It's the 3rd of April. In 22 days, I will be stepping on board a plane and leaving for a mission trip to Hong Kong. While I'm pretty excited, there's also this sense of caution that I have when going to new places. It's not because I'm reluctant. I love to travel and visit different countries, actually. I love going to different places and learning new things. I'm cautious because each place (each city, even), has its own culture, that could be the same as the culture we are accustomed to, or something totally different.
Before my first trip abroad to Cambodia and Vietnam, our professor (as it was a school trip) had us familiarize the basic etiquette of each country. How to greet people. Where to put our hands. What gestures were considered obscene. How to eat. How to speak. While they might seem so basic, they matter a great deal when you are in that foreign country. You might think it tedious and tiresome to do all the research now, but you'll be glad that you did it later.
Some of the most common differences in cultures have to do with the gestures—hand signals, body language, etc.; the norms, or what is valued in a certain culture; the way people think, act, and feel, and communicate to bring those out. These are but a few. There are many more, but these are the basics to consider when you are going to another place.
Travelers, going from one place to another, from a culture they have known all their lives to another so foreign, must remember to be careful in what they are doing, what they are saying, and how they are saying it. While it might be all right to do the thumbs-up sign in your country, another country might find it particularly offensive. I've learned the importance of doing a "background check" on the customs and etiquette of a country before actually going to that country.

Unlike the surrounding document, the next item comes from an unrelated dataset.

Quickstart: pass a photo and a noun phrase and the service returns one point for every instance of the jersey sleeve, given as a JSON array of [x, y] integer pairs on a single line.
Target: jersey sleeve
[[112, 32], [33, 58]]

By having a foreign country's set of standard etiquette embedded consciously in your mind as you take that trip, you will avoid offending citizens of that country or embarrassing yourself in sticky situations. People are generally understanding towards visitors, but because we are indeed the visitors gives every reason why we should all the more watch how we behave. Following a country's customs, etiquette, and cultural values will paint you in a positive light towards the citizens of that country. It will help you gain people's trust and paint a positive picture of your own country.